My preferred approach is to avoid as many manual and non-code steps as possible. Ideally, my project should also be deployable no matter where the serverless deploy command is executed. For example, I like being able to do deployments locally, from time to time, without needing to look up and set up these variables on my machine, especially for debugging purposes.

This is why I opt to use AWS Systems Manager Parameter Store to store my configuration data, which can be used to fetch any values needed at the time of each serverless deploy.

These two benefits of automation and the ability to run commands deployments from anywhere come from the following serverless.yml configuration:

...
provider:
  name: aws
  vpc:
    securityGroupIds:
      - ${ssm(aws:region):/${opt:stage}-serverless-security-group}
    subnetIds:
      - ${ssm(aws:region):/${opt:stage}-vpc-subnet-1}
...

With this setup, the security group ID and subnet ID values are fetched from the AWS storage for each deployment and are always guaranteed to be the latest and correct value. For VPC configuration, it is feasible that an administrator would like to move workloads between subnets or amend security groups from time to time and update the Parameter Store values, so subsequent serverless deployments simply work without any other intervention.

Note: The aws:region is provided by the framework, and the stage is interpolated to allow for a different value per environment to be fetched from AWS.

Automation with Terraform

When Terraform creates networking, infrastructure and other resources, we should extend the Terraform project to add the relevant outputs into Parameter Store using the aws_ssm_parameter resource, as shown in the following example:

module "vpc" {
  source = "terraform-aws-modules/vpc/aws"
  # various configuration options
}

resource "aws_security_group" "serverless-sg" {
  name   = "serverless-sg"
  vpc_id = module.vpc.vpc_id
  # various configuration options
}

resource "aws_ssm_parameter" "vpc-subnet-1" {
  name  = "dev-vpc-subnet-1"
  type  = "String"
  value = module.vpc.private_subnets[0]
}

resource "aws_ssm_parameter" "serverless-security-group" {
  depends_on = [aws_security_group.serverless-sg]
  name       = "dev-serverless-security-group"
  type       = "String"
  value      = aws_security_group.serverless-sg.id
}

This structure ensures any terraform apply saves the required information directly into the AWS backend for our serverless availability and usage.

Considerations

This convention to store configuration in the Parameter Store is best applied when:

  1. Multiple serverless projects use the same information (e.g. VPC configuration, database connection strings, etc.)
  2. The configuration values could feasibly change in the future, and you want to avoid the manual and tedious effort to apply value updates to your deployment users and systems.
  3. You are not storing secrets this way. Instead, secrets should be fetched using AWS SSM or similar technologies at runtime.

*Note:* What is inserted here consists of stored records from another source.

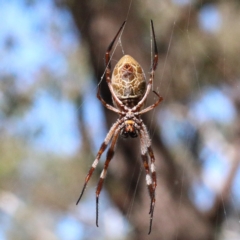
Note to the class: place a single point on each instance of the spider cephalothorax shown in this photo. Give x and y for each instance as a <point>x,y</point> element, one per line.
<point>129,92</point>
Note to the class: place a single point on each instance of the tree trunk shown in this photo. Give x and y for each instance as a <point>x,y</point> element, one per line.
<point>175,216</point>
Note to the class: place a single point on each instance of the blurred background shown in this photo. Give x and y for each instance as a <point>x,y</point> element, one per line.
<point>51,123</point>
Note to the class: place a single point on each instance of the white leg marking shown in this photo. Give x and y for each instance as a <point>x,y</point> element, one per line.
<point>95,163</point>
<point>148,179</point>
<point>153,167</point>
<point>103,174</point>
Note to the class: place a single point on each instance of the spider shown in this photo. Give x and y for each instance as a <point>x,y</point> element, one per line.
<point>129,92</point>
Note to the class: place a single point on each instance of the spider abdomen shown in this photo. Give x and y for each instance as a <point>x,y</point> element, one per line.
<point>128,81</point>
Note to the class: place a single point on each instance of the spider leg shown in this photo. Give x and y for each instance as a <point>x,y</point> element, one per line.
<point>105,104</point>
<point>153,105</point>
<point>109,157</point>
<point>108,69</point>
<point>153,68</point>
<point>151,179</point>
<point>101,150</point>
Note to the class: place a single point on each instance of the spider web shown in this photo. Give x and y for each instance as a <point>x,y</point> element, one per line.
<point>204,187</point>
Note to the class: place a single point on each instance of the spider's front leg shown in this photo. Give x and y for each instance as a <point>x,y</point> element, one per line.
<point>151,179</point>
<point>99,154</point>
<point>110,154</point>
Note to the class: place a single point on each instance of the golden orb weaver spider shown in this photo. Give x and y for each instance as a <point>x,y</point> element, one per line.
<point>129,93</point>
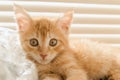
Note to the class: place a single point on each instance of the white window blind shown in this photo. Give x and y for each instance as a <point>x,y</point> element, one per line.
<point>95,19</point>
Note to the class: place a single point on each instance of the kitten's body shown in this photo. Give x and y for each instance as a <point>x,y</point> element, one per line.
<point>86,61</point>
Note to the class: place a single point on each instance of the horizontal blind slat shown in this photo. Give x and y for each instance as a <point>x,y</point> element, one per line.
<point>62,7</point>
<point>106,38</point>
<point>78,18</point>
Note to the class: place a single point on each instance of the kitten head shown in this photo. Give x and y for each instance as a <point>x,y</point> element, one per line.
<point>43,39</point>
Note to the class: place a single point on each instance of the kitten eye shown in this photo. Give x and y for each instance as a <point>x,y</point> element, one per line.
<point>34,42</point>
<point>53,42</point>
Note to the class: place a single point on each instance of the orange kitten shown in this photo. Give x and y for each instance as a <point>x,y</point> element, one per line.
<point>45,42</point>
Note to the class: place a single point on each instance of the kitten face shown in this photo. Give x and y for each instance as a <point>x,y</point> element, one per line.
<point>43,39</point>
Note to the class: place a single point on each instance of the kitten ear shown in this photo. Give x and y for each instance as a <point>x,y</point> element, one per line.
<point>65,21</point>
<point>23,19</point>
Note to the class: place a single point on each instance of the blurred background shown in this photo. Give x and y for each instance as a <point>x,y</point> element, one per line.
<point>94,19</point>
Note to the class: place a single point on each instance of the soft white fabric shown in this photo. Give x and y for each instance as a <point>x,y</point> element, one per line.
<point>13,65</point>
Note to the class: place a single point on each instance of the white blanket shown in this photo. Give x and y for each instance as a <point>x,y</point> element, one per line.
<point>13,65</point>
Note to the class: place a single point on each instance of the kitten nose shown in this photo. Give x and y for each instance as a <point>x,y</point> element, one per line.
<point>43,56</point>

Other noteworthy comments:

  1. The cost for fetching data from AWS per deployment should be negligible
  2. A good convention is to prefix configuration with the environment name
  3. The deployment user will need the appropriate permissions to fetch values from AWS Parameter Store. A good convention could be to allow certain users access to all dev* parameters but not to live* parameters, depending on your organisation
  4. It is possible to save a StringList to the Parameter Store rather than multiple, individual values for arrays

You will thank yourself for fetching configuration this way at any organisation with even a tiny number of serverless applications to manage.